Are we not on, we few? No to "New Era"!

- Exhorting people to learn about and oppose the PNAC

Posted by: Dave Bug at January 22, 2004 10:54 PM

I've been working too hard, so I can't think of any right now, but here is a snippet of useful info:

The longest single English word in common usage which is a palindrome is REDIVIDER, although the contrived chemical term DETARTRATED is two letters longer. In Finnish there is a 25-letter palindromic word: SOLUTOMAATTIMITTAAMOTULOS which means the result from a measurement laboratory for tomatoes, although technically it is a compound of four words. There is also the equally long SAIPPUAKUPPINIPPUKAUPPIAS which means soap cup trader.

Posted by: Channon at January 22, 2004 11:17 PM

Some random Googling turns up this link to Binary/Decimal Palindromes -- http://bach.dynet.com/palin/. Not for the faint of heart.

Posted by: Wes at January 22, 2004 11:55 PM

Sit on a potato pan, Otis!

You actually read that whole list? Man, that's a long-ass list...

Posted by: Michael J. Totten at January 23, 2004 12:14 AM

"Son I am able", she said "though you scare me." "watch," said I, Beloved, "I said" watch me scare you though. "said she, "Able am I. Son."

I palindrome I

Posted by: Matt Morris at January 23, 2004 09:10 AM

You may be interested in this:

http://www.stylusmagazine.com/feature.php?ID=806&PHPSESSID=f542213673600b9a8f62e12f045c0816

Posted by: Kathy Reemes at January 23, 2004 11:03 AM

Curse you, Matt Morris, for being the first to quote the TMBG song for which this post practically begged. =) "Egad, a base tone denotes a bad age."

Is there a word other than "palindrome" to describe a sentence whose words (as opposed to individual letters) can be read backwards or forwards?

Posted by: geoff at January 23, 2004 03:05 PM

Sorry Geoff, I was up kinda late last night. It was wierd because I had just gotten in the mail all of TMBG's music videos on dvd. After watching I checked Dr. Franks blog and I thought "how wierd." And I thought that palindrome was also begging to be posted.

Posted by: Matt Morris at January 23, 2004 04:51 PM

Wes-

Does that program just chug through numbers, or what?

Posted by: spacetoast at January 23, 2004 05:58 PM

Err...I thought you were responsible, nevermind...

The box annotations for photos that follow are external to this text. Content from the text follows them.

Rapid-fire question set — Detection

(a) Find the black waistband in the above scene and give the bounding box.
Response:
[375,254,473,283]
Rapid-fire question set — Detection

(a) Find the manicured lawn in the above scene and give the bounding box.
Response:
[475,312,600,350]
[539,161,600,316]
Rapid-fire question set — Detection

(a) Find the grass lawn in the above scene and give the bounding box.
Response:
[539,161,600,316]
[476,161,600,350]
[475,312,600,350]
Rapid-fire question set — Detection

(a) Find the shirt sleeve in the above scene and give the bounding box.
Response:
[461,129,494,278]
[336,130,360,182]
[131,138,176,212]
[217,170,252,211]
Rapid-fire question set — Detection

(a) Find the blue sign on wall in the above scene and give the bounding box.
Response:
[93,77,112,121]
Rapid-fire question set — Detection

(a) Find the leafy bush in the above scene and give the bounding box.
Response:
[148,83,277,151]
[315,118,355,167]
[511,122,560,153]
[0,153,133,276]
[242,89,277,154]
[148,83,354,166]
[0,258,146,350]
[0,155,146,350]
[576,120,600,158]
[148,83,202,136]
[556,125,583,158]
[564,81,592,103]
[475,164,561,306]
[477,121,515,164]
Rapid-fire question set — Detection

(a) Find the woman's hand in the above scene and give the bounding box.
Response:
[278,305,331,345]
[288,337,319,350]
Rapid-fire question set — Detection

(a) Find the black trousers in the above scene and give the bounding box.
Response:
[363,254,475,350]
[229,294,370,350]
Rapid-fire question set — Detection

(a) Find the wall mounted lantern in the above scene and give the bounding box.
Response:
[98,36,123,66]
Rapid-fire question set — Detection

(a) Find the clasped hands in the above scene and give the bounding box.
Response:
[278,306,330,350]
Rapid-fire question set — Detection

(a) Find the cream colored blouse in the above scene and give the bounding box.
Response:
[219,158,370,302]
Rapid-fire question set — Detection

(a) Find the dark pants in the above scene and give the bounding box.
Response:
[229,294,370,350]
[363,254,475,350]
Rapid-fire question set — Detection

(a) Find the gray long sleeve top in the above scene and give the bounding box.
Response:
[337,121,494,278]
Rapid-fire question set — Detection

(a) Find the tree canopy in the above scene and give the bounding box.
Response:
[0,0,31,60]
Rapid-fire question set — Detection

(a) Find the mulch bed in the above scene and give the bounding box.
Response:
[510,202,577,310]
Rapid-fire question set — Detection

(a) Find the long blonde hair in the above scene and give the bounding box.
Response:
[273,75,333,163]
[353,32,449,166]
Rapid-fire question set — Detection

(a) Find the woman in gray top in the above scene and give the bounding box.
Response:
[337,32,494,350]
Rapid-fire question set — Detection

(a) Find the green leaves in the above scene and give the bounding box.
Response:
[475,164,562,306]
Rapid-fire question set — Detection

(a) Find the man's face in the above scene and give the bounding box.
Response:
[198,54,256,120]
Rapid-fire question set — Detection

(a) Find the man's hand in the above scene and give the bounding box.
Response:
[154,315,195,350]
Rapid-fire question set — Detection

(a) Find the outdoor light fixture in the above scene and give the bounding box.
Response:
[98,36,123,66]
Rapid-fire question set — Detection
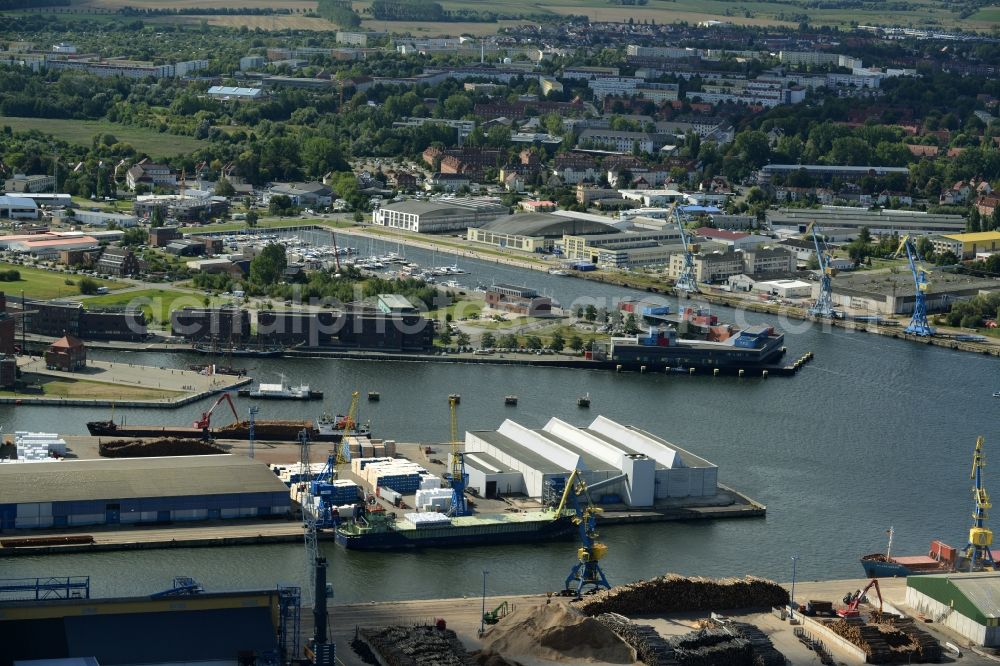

Posted by: spacetoast at January 23, 2004 06:00 PM

I have a thing for palindromes to.
Checked out the site and found "A man, a plan, a canal: Panama!" which J Church used in a song (and what a good song that is). I haven't heard it in a year or two, though. I will give it a listen when I come home...

Posted by: Johan at January 23, 2004 07:31 PM

toast -- I have my own nerdy pursuits, but for better or worse, binary palindromes aren't one of them at the moment. :-)

Posted by: Wes at January 24, 2004 03:03 AM

The really interesting thing are plaindromes - things which preserve the stilted syntax of real palindromes, but don't actually read the same back-to-front.